Here graphite which is a form of C is reducing the metal oxide and it acts as the reducing agent.
We are given the value standard Gibbs free energy of formation for aluminium oxide and carbon dioxide.

Complete answer:
So in the question we are asked to determine approximate value of the minimum voltage required to electrolyze $\text{A}{{\text{l}}_{\text{2}}}{{\text{O}}_{\text{3}}}$in the Hall-Heroult process.
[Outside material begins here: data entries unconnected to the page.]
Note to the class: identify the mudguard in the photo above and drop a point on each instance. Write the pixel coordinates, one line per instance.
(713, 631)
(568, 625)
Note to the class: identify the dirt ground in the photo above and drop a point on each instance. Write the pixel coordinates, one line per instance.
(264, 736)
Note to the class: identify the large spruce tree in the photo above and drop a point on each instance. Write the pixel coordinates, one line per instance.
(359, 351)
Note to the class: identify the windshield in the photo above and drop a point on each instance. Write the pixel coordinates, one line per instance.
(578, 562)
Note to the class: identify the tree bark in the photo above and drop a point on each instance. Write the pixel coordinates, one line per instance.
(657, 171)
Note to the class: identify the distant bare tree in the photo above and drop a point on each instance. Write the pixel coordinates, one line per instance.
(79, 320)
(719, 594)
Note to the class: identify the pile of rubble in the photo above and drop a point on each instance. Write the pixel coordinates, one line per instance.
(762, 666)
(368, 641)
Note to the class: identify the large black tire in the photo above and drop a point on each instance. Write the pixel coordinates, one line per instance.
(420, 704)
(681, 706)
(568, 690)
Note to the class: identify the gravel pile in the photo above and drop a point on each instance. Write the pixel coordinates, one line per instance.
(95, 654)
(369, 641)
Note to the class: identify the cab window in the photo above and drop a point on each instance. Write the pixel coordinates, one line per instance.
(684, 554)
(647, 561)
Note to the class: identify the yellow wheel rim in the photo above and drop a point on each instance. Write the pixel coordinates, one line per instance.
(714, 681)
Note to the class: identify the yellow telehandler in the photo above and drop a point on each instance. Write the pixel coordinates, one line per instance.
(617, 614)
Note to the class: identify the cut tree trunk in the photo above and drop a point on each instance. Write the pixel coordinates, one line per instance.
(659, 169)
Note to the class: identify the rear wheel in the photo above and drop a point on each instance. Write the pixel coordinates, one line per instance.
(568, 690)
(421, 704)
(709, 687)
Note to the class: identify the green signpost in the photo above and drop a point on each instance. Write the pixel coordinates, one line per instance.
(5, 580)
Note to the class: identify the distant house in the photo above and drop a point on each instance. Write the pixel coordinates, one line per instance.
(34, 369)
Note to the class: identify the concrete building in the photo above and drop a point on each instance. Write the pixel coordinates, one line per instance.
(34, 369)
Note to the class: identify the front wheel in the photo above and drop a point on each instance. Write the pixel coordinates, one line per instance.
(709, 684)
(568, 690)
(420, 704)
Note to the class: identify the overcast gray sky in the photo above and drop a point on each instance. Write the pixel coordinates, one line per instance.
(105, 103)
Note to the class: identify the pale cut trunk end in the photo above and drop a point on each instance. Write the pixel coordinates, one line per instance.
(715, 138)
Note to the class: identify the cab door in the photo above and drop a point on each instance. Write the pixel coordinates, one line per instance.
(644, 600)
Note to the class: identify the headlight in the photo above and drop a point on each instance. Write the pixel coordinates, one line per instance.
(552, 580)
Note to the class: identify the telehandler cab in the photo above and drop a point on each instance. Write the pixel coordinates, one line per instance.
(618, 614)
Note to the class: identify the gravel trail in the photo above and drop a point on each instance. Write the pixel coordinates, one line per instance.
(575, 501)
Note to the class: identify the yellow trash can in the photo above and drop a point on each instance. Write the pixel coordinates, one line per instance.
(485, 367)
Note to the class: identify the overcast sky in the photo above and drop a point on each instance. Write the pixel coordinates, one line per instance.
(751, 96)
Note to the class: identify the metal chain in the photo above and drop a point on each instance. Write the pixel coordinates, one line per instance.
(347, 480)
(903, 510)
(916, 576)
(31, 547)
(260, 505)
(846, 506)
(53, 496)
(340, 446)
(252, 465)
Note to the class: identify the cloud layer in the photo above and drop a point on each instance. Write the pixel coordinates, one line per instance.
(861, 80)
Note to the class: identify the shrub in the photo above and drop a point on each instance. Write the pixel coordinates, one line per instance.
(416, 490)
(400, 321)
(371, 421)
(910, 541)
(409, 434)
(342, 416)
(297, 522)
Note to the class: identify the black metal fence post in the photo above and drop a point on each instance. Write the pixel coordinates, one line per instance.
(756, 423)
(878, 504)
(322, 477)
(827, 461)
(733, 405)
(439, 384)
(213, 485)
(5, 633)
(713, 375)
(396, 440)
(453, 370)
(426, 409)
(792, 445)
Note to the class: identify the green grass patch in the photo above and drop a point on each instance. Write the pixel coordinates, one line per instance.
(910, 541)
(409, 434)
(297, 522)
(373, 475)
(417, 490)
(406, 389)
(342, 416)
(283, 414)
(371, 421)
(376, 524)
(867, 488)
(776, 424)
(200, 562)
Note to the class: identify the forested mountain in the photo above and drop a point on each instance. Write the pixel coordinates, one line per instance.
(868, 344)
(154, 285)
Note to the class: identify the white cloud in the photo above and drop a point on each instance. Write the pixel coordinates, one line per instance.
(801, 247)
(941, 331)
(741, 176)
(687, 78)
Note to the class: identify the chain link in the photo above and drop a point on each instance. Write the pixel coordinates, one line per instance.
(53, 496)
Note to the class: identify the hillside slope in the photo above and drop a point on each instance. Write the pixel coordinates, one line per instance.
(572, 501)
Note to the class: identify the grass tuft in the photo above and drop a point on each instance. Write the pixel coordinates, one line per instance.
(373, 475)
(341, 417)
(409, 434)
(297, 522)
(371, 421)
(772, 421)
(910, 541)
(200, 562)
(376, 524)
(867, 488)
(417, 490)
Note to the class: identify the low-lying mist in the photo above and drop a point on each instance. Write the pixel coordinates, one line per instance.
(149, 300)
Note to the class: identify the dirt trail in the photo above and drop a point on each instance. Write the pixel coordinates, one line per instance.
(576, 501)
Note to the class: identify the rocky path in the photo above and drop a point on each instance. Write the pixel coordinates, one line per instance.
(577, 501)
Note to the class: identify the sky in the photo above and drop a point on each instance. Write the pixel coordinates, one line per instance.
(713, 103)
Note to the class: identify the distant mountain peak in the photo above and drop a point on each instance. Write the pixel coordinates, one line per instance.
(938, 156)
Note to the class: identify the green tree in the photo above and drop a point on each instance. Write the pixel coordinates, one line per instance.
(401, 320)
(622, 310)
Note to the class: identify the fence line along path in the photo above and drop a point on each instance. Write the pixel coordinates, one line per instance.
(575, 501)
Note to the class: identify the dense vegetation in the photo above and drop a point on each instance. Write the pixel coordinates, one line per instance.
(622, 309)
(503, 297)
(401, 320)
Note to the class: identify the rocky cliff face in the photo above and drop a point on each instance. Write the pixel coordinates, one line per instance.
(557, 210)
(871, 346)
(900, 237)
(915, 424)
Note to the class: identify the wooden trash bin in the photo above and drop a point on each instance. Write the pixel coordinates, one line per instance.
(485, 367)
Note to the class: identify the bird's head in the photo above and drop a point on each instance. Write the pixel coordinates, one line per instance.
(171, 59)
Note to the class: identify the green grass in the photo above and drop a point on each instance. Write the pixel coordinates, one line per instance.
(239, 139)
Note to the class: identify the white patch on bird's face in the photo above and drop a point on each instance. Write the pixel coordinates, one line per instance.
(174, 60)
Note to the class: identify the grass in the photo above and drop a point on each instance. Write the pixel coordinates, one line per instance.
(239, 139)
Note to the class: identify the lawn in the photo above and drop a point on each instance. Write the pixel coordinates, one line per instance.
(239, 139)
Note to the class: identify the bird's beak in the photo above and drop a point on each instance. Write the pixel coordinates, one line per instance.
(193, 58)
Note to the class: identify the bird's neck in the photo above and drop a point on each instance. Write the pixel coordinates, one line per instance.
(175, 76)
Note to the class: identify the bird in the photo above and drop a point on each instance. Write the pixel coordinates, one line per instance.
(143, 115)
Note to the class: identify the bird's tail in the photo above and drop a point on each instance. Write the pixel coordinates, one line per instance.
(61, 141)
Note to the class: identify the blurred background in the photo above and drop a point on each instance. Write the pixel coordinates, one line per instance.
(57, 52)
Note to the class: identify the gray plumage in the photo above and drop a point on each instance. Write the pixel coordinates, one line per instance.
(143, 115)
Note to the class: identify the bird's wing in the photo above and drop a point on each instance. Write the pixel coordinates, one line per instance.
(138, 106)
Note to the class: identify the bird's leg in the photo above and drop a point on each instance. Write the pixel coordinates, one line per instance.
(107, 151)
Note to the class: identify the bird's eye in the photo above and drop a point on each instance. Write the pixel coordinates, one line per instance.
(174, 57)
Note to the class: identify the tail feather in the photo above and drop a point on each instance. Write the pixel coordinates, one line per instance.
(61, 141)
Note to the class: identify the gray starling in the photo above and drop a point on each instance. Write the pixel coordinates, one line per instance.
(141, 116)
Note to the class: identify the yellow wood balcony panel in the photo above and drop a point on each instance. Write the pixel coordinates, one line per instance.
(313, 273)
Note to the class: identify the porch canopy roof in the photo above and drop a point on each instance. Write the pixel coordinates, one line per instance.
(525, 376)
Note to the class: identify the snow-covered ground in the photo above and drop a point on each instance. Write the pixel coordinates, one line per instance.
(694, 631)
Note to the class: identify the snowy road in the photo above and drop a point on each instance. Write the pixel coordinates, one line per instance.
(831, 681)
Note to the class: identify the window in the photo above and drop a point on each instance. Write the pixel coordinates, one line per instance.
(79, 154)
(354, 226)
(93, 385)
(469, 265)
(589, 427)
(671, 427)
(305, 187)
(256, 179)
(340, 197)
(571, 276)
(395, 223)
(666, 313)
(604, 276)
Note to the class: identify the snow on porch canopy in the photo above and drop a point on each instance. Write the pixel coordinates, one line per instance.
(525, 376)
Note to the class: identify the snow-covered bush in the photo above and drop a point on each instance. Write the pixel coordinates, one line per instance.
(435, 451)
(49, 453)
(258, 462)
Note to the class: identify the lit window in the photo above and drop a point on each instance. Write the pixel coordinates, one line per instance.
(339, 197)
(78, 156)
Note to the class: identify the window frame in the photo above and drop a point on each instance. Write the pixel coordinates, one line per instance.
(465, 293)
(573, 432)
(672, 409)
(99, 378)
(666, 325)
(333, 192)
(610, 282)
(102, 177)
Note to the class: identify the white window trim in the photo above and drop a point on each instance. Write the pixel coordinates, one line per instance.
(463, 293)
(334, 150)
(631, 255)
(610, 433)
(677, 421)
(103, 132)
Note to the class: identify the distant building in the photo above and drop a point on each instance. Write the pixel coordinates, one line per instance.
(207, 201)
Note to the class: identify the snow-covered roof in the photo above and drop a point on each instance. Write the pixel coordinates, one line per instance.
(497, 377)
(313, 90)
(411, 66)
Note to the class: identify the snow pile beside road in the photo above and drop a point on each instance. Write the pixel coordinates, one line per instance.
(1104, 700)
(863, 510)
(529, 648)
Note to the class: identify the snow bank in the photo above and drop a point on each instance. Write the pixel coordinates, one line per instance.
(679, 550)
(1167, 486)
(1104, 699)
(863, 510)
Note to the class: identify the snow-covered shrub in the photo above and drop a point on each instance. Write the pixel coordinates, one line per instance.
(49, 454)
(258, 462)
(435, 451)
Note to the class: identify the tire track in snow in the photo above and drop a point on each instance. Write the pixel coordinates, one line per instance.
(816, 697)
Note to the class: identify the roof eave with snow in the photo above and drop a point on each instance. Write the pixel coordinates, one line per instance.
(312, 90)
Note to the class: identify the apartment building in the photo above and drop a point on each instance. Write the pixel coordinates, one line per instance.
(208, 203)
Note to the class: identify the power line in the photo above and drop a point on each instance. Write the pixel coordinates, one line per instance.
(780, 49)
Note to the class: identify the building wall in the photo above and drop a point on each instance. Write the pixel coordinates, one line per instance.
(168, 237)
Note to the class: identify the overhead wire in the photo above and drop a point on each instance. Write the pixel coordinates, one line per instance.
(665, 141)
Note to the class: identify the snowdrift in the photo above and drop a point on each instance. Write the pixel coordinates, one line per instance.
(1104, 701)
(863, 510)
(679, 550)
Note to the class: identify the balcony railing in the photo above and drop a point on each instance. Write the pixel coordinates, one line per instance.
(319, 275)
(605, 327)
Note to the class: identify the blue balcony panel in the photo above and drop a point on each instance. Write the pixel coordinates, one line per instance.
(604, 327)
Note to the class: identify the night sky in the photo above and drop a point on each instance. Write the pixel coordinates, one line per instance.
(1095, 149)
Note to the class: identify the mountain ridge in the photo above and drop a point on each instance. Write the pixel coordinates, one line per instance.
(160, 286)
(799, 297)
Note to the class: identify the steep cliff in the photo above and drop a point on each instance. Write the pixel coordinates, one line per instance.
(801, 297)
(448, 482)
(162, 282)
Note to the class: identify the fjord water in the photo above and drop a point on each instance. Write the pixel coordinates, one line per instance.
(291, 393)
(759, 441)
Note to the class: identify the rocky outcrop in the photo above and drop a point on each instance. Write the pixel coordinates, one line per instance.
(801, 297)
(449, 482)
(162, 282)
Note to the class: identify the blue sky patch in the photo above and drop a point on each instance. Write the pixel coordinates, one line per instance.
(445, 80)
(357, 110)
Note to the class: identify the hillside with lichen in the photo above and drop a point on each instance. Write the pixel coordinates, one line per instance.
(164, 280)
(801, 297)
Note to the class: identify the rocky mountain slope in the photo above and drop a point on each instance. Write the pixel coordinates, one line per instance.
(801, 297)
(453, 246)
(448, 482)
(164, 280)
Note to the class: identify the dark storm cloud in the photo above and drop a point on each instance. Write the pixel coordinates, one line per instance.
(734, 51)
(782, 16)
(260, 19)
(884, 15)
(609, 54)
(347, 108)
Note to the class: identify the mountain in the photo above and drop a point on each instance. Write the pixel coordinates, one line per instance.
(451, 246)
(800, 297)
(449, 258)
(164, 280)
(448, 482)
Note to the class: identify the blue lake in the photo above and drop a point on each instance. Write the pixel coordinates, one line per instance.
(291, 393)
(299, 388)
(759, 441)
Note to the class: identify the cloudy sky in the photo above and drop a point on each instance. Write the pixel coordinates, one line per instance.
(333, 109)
The values for the standard Gibbs free energy of formation value of $\text{A}{{\text{l}}_{\text{2}}}{{\text{O}}_{\text{3}}}$and $\text{C}{{\text{O}}_{\text{2}}}$is also given.
We know that here graphite is used as the anode and it is getting oxidized to$\text{C}{{\text{O}}_{\text{2}}}$.
Inorder to start calculating the value of the minimum voltage required, lets first write the complete chemical reaction happening.
The net chemical reaction for the electrolytic process is,
$3C+2A{{l}_{2}}{{O}_{3}}\to 4Al+3C{{O}_{2}}$
$4A{{l}^{3+}}+12{{e}^{-}}\to 4Al$
The reaction happening in cathode is,
$A{{l}^{3+}}+3{{e}^{-}}\to Al(l)$
Here the positively charged aluminium ion is getting reduced to elemental Al by losing its three electrons.
The reaction happening in anode is,
$C(s)+{{O}^{2-}}\to CO(g)+2{{e}^{-}}$
$C(s)+2{{O}^{2-}}\to C{{O}_{2}}(g)+4{{e}^{-}}$
In the anode C is getting oxidized to Carbon dioxide.
Now from the net reaction given above, determine the number of electrons involved i.e. the value of n.
$4A{{l}^{3+}}+12{{e}^{-}}\to 4Al$
Here $12{{e}^{-}}s$ are involved in the overall reaction to convert $A{{l}^{3+}}$to Al.
Now let’s calculate the Gibbs free energy by substituting the values of the standard Gibbs free energy of formation,
$\Delta {{G}^{0}}=3\Delta G_{f}^{0}(C{{O}_{2}})-2\Delta G_{f}^{0}\left( A{{l}_{2}}{{O}_{3}} \right)$
$\Delta {{G}^{0}}=3(-394)-2\left( -1520 \right)$
$\Delta {{G}^{0}}=-1182+3040=1858kJ$
Hence we got the value for Gibbs free energy, now let’s find the potential value.
We know the relation,$\text{ }\\!\\!\Delta\\!\\!\text{ }{{\text{G}}^{\text{0}}}\text{=-nFE}_{\text{cell}}^{\text{0}}$
And by rearranging this equation for$E_{cell}^{0}$, we get,
$-E_{cell}^{0}=\dfrac{\Delta {{G}^{0}}}{nF}$
F = Faraday constant, value of 1F=96500
Substitute all the values in the above equation and we get,
$-E_{cell}^{0}=\dfrac{1858\times 1000}{12\times 96500}$
$-E_{cell}^{0}=1.60V$

The value is almost approximate to the value 2V, which is Option (A) and the Hall-Heroult processes carried out in low voltage.

Note:
The value of Gibbs free energy is converted to Joules in the final equation, and we should always take care of the conversion done and the signs related to the digits.
We should be thorough with the mathematical operations related to the integers and there are many chances of getting wrong during the mathematical operation carried out between a positive integer and negative integer.